No caso seiscentista examinado, o autor finaliza a proposta de elaboração da experiência – em que apontara a sintonia com a voz formada como condição de possibilidade para a formação das pessoas – expressando um pedido ao divino Mestre Capela para que isso de fato aconteça, deixando aos ouvintes a tarefa de fazer o mesmo. Só a efetiva aceitação por partes dos sujeitos desse convite permitiria a efetivação do processo de formação objetivado pelo sermão e cuidadosamente proposto pela retórica. Também aqui, a eficácia da retórica mesma fica dependente da ação livre e decidida dos sujeitos da experiência.


3.
    Experiência musical e lugar comum

A análise do sermão e da entrevista permitiu-nos identificar, nas elaborações de experiência propostas, a presença de alguns topoi da visão de mundo barroca. Abordamos a seguir os mais importantes:

3.1. O efeitos da música no corpo anímico

É topos tipicamente barroco a ênfase na referência aos efeitos que o som promove na pessoa em sua dimensão anímico-corporal e não às características estruturais da música. A ênfase recai no sujeito, sobretudo nas suas esferas afetiva e sensorial.

José Leal e de Carneiro compartilham a concepção de que a música deleita e move produzindo reações de prazer ou desprazer, doçura, gozo etc.

Carneiro coloca que pela música é possível modificar afetos particularmente profundos como o da tristeza associada à melancolia, podendo chegar até mesmo a curá-la: “nas cordas daquele instrumento se desfaziam os laços e desapareciam as ânsias de que padecia aquela alma” (Carneiro, 1668, p. 12).

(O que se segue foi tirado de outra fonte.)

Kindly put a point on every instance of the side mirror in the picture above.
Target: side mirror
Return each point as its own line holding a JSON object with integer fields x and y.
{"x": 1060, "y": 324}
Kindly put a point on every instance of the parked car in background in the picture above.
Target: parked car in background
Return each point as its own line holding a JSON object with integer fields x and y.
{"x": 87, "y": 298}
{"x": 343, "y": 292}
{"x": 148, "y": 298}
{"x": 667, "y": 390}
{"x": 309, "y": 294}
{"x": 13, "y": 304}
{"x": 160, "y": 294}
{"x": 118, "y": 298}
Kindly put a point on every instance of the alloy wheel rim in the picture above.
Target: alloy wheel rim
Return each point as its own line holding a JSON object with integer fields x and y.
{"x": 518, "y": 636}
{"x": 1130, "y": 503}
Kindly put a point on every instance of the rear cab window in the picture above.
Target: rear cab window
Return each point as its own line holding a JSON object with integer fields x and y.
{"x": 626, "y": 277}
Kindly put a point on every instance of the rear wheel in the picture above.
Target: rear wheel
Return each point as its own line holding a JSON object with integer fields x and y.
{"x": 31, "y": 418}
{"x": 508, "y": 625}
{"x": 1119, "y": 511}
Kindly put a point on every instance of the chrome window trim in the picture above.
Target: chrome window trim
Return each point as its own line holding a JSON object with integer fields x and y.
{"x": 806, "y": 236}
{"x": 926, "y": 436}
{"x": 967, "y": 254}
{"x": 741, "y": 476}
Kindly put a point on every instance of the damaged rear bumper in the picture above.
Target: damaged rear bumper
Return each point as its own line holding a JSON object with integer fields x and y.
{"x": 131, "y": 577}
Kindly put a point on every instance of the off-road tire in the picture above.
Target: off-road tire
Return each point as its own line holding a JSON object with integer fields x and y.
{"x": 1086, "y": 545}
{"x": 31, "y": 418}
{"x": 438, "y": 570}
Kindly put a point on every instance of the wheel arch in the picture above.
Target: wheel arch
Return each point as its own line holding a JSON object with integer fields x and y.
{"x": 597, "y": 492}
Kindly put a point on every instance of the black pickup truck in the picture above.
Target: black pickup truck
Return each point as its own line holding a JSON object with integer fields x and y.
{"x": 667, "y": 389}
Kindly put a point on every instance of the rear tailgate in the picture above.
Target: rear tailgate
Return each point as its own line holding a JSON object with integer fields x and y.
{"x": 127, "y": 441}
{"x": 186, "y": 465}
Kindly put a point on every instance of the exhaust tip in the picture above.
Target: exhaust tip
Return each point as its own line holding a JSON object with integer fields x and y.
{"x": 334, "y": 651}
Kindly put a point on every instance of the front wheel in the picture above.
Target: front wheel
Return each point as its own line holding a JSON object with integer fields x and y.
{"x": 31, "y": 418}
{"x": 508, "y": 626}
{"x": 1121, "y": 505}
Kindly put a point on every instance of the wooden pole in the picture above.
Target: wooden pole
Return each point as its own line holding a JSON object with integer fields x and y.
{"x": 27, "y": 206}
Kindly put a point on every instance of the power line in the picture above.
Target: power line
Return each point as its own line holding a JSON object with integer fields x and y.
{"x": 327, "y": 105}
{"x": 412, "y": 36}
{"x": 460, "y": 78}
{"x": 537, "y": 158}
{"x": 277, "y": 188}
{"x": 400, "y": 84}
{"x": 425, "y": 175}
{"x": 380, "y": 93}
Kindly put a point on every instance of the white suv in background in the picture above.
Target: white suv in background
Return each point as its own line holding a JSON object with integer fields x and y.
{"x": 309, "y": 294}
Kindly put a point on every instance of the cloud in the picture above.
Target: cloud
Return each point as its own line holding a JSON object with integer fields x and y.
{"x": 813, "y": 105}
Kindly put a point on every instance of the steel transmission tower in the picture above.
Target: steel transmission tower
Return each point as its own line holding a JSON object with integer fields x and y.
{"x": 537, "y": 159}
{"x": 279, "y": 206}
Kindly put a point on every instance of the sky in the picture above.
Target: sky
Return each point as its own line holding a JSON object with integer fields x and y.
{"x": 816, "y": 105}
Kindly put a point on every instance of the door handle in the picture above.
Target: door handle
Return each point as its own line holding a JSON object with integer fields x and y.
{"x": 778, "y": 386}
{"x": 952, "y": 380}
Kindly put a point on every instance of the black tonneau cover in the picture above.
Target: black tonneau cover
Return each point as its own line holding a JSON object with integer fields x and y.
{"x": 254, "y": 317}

Para mostrar que a concepção da música como modulação dos afetos é um tópico barroco citamos um exemplo da cultura brasileira do século XVIII, e especificamente do texto Compêndio Narrativo do Peregrino de América, onde o autor Nuno Marques Pereira explica os motivos pelos quais a música é benéfica para o bem estar da pessoa: 

é a música o que mais alegra o cérebro e o coração, porque é um gênero de contentamento espiritual, que alegra a alma; por cuja razão se une com o afeto recreativo do espírito, tanto que com a música se cura o dano que faz o veneno (Pereira, 1728/1939, vol.2, p. 44).

 

 Afirma inclusive que a música 

serve também para os melancólicos e aflitos de coração, como se está experimentando a cada passo; pois vemos que os trabalhadores se aliviam do trabalho cantando, os presos e os aflitos só cantando divertem as suas penalidades e aflições (Pereira,1728/1939, p. 45).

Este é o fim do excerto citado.